Re: Revamped Gnome.org
- From: Richard Hoelscher <richardhoelscher gmail com>
- To: "J.B. Nicholson-Owens" <jbn forestfield org>
- Cc: marketing-list gnome org
- Subject: Re: Revamped Gnome.org
- Date: Tue, 20 Sep 2005 10:07:46 -0500
On 9/18/05, J.B. Nicholson-Owens <jbn forestfield org> wrote:
I thought that GNOME was the official desktop of the GNU Project, and thus had
to do with the free software movement, not the open source movement. Looking at
the Wikipedia reference you included, I see that GNOME actually predates the
coining of the term "open source" and the Open Source Initiative (GNOME started
in August 1997, the OSI and "open source" in February 1998).

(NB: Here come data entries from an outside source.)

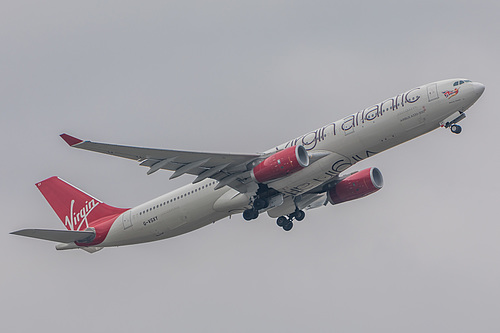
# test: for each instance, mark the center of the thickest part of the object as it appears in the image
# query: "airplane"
(301, 174)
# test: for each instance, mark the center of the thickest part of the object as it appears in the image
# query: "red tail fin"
(76, 209)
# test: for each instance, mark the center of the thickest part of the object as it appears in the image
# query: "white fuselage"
(347, 141)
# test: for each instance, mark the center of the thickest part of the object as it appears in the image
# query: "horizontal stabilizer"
(63, 236)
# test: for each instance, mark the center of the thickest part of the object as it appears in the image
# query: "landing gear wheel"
(456, 129)
(300, 215)
(250, 214)
(281, 221)
(259, 204)
(288, 226)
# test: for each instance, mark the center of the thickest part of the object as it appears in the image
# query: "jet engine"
(356, 186)
(281, 164)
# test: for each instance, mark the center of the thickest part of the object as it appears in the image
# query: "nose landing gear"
(287, 222)
(457, 129)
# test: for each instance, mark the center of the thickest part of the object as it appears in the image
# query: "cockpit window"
(457, 83)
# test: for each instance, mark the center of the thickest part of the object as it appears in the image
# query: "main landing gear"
(457, 129)
(253, 213)
(287, 222)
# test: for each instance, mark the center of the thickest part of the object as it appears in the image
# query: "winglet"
(70, 140)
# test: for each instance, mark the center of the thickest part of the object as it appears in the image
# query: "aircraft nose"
(478, 88)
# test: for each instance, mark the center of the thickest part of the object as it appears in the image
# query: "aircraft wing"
(229, 169)
(63, 236)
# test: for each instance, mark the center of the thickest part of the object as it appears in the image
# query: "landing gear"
(457, 129)
(250, 214)
(300, 215)
(253, 213)
(287, 222)
(259, 204)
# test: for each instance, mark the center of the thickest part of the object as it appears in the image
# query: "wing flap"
(202, 164)
(63, 236)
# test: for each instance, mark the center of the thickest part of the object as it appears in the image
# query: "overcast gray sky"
(421, 255)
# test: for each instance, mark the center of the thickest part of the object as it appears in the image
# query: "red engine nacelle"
(280, 164)
(356, 186)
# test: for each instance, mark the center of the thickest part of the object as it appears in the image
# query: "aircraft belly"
(314, 175)
(176, 220)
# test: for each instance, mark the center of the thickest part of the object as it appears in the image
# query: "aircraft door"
(127, 220)
(432, 92)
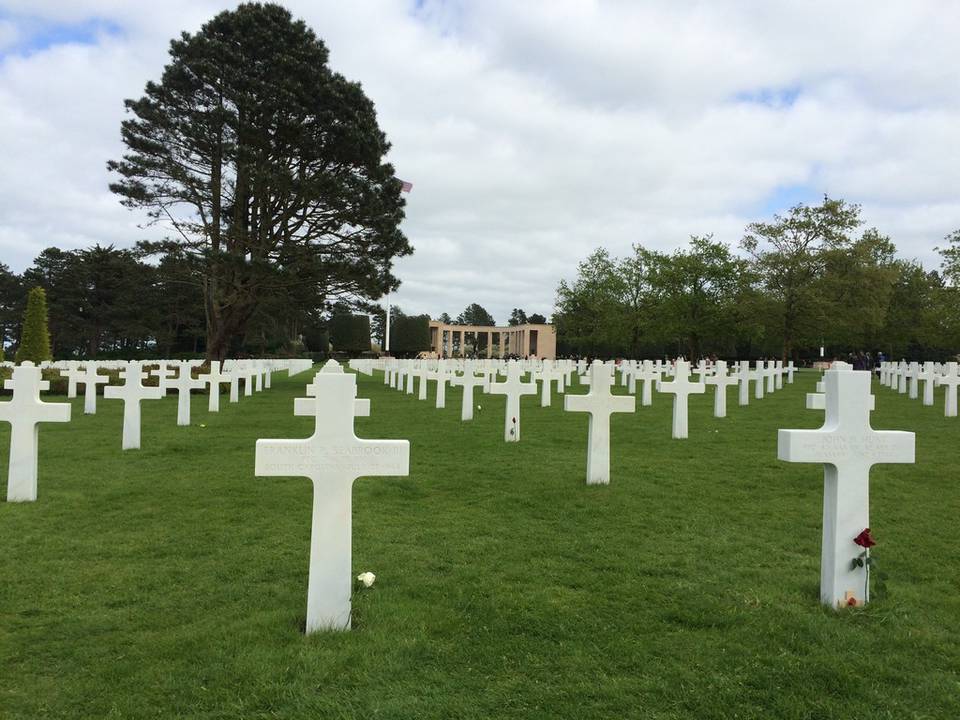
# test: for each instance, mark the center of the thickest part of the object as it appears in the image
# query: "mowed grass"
(170, 582)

Poh-tate-ohs and pogh-ta-toes. The vast majority of developers on GNOME think of themselves as part of the kick-ass-software movement.... People infatuated with the stop energy of free vs open source debate tend to wind up making dead-end projects or P2P (avast, this means "pirate to pirate!") tools at SourceForge.
The GNU Project seems interested in getting credit for their work and the
community they started; from
<http://www.gnu.org/philosophy/free-software-for-freedom.html>:
> We are not against the Open Source movement, but we don't want to be lumped
> in with them. We acknowledge that they have contributed to our community, but
> we created this community, and we want people to know this. We want people to
> associate our achievements with our values and our philosophy, not with
> theirs. We want to be heard, not obscured behind a group with different
> views. To prevent people from thinking we are part of them, we take pains to
> avoid using the word ``open'' to describe free software, or its contrary,
> ``closed'', in talking about non-free software.
Long story short, for the purpose of front-page use, I'm all in favor of GNOME being described as "open source" software, not "Open Source", "Free Software" or "Open-Source Free Software". Use it as an adjective to get the point across that this is a community of good people that develop software together, without the emotional baggage. If they really want to learn more, they can, but there's no reason to shovel it onto the front page.
This sort of thing has been discussed many times before. For example, try looking for RMS posts on foundation-list in the past few years.